Maschinelle Übersetzung birgt erhebliche Risiken, insbesondere im Hinblick auf Datenschutz und Vertraulichkeit. Sensible Patientendaten oder vertrauliche Forschungsergebnisse können ungewollt in öffentliche Cloud-Dienste hochgeladen werden, was zu Datenschutzverletzungen führen kann.
Wie unterscheidet sich maschinelle Übersetzung von computergestützter Übersetzung (CAT)?
Maschinelle Übersetzung erfolgt autonom durch Computerprogramme ohne menschliche Intervention, während CAT-Systeme menschliche Übersetzer unterstützen und diese in Entscheidungsprozesse einbeziehen, um höhere Präzision zu erreichen.
Welche Übersetzungstypen gibt es und wie unterscheiden sie sich in der Qualität?

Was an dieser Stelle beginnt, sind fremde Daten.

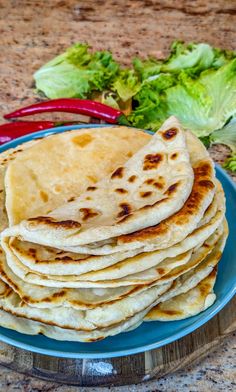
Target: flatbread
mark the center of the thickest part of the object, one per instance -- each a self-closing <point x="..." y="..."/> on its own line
<point x="52" y="261"/>
<point x="188" y="304"/>
<point x="193" y="277"/>
<point x="177" y="226"/>
<point x="181" y="285"/>
<point x="149" y="187"/>
<point x="62" y="166"/>
<point x="145" y="277"/>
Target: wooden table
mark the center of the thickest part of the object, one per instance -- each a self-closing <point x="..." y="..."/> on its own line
<point x="32" y="32"/>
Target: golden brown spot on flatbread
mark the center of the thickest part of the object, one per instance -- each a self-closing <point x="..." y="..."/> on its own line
<point x="82" y="140"/>
<point x="150" y="181"/>
<point x="121" y="190"/>
<point x="95" y="339"/>
<point x="172" y="189"/>
<point x="201" y="188"/>
<point x="170" y="312"/>
<point x="145" y="194"/>
<point x="161" y="271"/>
<point x="152" y="161"/>
<point x="44" y="196"/>
<point x="132" y="178"/>
<point x="169" y="133"/>
<point x="125" y="210"/>
<point x="48" y="221"/>
<point x="88" y="213"/>
<point x="174" y="156"/>
<point x="32" y="251"/>
<point x="63" y="258"/>
<point x="158" y="185"/>
<point x="207" y="184"/>
<point x="118" y="173"/>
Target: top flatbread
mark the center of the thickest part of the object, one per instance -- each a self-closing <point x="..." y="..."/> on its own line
<point x="149" y="187"/>
<point x="63" y="165"/>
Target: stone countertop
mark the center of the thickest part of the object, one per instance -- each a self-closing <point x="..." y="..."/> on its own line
<point x="33" y="31"/>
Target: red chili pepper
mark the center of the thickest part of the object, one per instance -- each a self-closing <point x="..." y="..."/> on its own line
<point x="11" y="131"/>
<point x="73" y="105"/>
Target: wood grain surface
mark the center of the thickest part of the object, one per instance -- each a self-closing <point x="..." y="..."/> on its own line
<point x="32" y="32"/>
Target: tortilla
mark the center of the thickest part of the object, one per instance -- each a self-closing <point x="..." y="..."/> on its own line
<point x="188" y="304"/>
<point x="62" y="166"/>
<point x="149" y="187"/>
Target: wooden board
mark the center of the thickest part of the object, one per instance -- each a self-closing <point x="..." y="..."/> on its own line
<point x="32" y="33"/>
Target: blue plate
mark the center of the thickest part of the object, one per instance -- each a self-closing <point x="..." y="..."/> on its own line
<point x="149" y="335"/>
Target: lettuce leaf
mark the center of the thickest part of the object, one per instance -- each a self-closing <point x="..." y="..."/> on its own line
<point x="206" y="104"/>
<point x="76" y="73"/>
<point x="226" y="135"/>
<point x="149" y="107"/>
<point x="126" y="84"/>
<point x="195" y="57"/>
<point x="230" y="163"/>
<point x="147" y="68"/>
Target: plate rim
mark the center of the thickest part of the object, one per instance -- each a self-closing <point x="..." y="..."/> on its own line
<point x="206" y="315"/>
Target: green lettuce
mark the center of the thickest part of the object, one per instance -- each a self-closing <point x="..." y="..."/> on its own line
<point x="195" y="57"/>
<point x="147" y="68"/>
<point x="226" y="135"/>
<point x="76" y="73"/>
<point x="230" y="163"/>
<point x="206" y="104"/>
<point x="126" y="84"/>
<point x="149" y="107"/>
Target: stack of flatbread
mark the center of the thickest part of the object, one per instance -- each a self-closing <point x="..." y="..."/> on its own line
<point x="104" y="228"/>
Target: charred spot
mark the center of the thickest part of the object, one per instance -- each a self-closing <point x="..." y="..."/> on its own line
<point x="161" y="271"/>
<point x="118" y="173"/>
<point x="132" y="178"/>
<point x="169" y="134"/>
<point x="206" y="184"/>
<point x="151" y="161"/>
<point x="172" y="188"/>
<point x="44" y="196"/>
<point x="171" y="312"/>
<point x="82" y="140"/>
<point x="158" y="185"/>
<point x="94" y="339"/>
<point x="174" y="156"/>
<point x="121" y="190"/>
<point x="145" y="194"/>
<point x="32" y="251"/>
<point x="71" y="199"/>
<point x="204" y="169"/>
<point x="150" y="181"/>
<point x="125" y="210"/>
<point x="47" y="220"/>
<point x="64" y="258"/>
<point x="88" y="213"/>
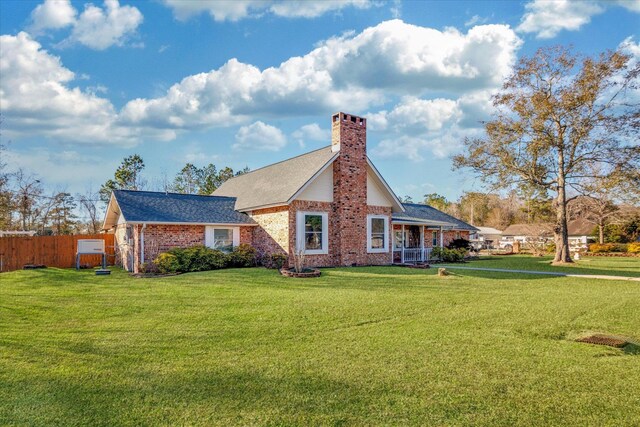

Es gibt drei Haupttypen: regelbasierte Systeme, statistische Systeme und neuronale Systeme. Neuronale Systeme bieten die höchsten Qualitätsstandards, da sie Kontext und Bedeutung besser erfassen können, während regelbasierte Systeme meist limitiert und wenig flexibel sind.
Warum ist eine professionelle Übersetzung für pharmazeutische Dokumente notwendig?
Professionelle Übersetzungen gewährleisten nicht nur die Richtigkeit der Terminologie, sondern schützen auch sensible Daten. Sie sind besonders wichtig für die Einhaltung regulatorischer Anforderungen und zur Vermeidung von rechtlichen Konsequenzen.